Carlson also attacked the non-military sanctions being implemented against Russia, such as Germany’s decision to stop the certification of the Nord Stream 2 gas pipeline. “So how does having less energy help the United States?” Carlson asked, bizarrely implying that the sanction regime is part of a deliberate conspiracy by the Biden administration to raise energy prices for Americans to benefit Democratic donors:
Similar sentiments had been expressed earlier that day by far-right conspiracy theorist Alex Jones, a close ally of Carlson. Jones sang the praises of Putin’s speech earlier this week, in which Putin effectively denied Ukraine’s national history and right to exist as an independent country. “It’s so weird to tune into a world leader and just truth’s coming out,” Jones said. Perhaps foreshadowing Carlson’s monologue later that night, Jones said the real enemies his audience should focus on were so-called “globalist” powers shutting down energy pipelines: “It’s not the Russians turning off pipelines. … It’s the globalists turning our power plants off. It’s the globalists shutting our infrastructure down, the same fricking people that think we’re their slaves — and thank God the Russians have wriggled free of that fricking python. I hope we can.”

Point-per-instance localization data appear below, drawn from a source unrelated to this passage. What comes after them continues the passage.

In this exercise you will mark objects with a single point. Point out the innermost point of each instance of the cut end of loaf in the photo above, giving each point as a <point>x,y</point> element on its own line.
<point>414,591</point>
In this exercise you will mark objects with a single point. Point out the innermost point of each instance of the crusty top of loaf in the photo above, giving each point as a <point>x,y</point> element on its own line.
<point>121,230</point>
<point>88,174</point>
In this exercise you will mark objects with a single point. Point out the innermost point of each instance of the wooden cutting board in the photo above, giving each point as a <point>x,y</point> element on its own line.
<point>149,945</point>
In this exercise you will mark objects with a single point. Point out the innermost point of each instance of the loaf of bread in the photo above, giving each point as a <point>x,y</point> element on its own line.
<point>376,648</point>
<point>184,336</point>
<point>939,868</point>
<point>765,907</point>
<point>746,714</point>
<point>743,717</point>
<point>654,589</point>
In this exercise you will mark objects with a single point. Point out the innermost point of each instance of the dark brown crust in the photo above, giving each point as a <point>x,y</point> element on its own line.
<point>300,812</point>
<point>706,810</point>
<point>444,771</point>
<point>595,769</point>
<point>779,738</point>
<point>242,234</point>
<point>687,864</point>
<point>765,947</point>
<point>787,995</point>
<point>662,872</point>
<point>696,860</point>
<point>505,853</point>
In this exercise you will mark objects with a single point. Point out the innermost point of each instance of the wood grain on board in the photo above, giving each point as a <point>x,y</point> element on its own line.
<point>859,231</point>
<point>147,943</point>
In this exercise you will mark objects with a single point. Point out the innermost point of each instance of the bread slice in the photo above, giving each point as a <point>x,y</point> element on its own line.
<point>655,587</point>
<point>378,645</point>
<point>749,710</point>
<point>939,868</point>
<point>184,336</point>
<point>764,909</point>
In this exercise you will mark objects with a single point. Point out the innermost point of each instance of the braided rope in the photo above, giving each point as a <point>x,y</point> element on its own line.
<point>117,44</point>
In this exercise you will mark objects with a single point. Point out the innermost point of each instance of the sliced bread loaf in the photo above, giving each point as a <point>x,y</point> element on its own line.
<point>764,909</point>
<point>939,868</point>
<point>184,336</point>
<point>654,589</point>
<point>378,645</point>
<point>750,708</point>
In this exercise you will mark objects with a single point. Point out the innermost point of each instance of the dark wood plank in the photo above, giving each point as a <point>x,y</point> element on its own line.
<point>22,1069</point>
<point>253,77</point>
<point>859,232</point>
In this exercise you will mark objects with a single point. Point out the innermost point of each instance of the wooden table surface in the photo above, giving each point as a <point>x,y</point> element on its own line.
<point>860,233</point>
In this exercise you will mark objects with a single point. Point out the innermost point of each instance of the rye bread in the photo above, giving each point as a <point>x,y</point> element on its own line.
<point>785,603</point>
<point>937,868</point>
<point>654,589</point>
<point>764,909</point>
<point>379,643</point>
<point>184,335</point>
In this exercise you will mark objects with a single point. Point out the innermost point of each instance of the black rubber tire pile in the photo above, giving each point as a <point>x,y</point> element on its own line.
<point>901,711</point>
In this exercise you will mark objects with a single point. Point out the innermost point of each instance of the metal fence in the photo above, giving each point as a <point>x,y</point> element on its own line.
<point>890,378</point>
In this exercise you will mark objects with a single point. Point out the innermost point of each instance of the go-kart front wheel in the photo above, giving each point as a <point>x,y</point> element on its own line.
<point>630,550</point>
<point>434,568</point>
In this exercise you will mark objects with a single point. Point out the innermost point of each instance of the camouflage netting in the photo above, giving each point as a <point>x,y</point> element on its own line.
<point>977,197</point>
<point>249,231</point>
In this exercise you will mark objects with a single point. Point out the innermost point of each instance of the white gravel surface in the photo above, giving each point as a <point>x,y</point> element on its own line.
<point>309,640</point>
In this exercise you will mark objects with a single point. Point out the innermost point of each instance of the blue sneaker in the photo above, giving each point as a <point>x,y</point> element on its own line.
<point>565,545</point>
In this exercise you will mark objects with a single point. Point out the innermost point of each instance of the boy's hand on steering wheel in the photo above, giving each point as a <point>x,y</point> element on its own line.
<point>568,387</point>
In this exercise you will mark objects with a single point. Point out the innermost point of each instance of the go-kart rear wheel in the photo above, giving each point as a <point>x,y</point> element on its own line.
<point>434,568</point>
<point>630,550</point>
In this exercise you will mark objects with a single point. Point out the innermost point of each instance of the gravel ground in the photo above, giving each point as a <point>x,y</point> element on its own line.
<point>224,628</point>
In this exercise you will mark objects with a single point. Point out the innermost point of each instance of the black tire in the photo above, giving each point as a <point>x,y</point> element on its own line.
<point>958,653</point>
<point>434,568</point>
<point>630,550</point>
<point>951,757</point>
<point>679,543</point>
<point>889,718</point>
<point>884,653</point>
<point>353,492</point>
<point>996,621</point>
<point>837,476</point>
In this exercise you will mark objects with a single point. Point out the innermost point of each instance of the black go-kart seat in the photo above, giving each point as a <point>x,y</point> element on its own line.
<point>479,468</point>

Similarly, former Trump White House adviser Steve Bannon lauded Putin’s speech on his podcast, declaring, “You wouldn't hear an American politician except for Donald Trump do that.” He also referred to Ukraine as a “Hillary Clinton colony.” (In a similar vein, Carlson described Ukraine as a “pure client state of the United States State Department” on Wednesday night.)
And of course, Trump also applauded Putin as a “genius” for declaring that his favored regions of Ukraine are now independent and that the Russian military would now act as a “peacekeeper” there. (Trump took a break from his effusive commendation, however, to seemingly clarify that this situation “never would have happened with us” if he were still in the White House.)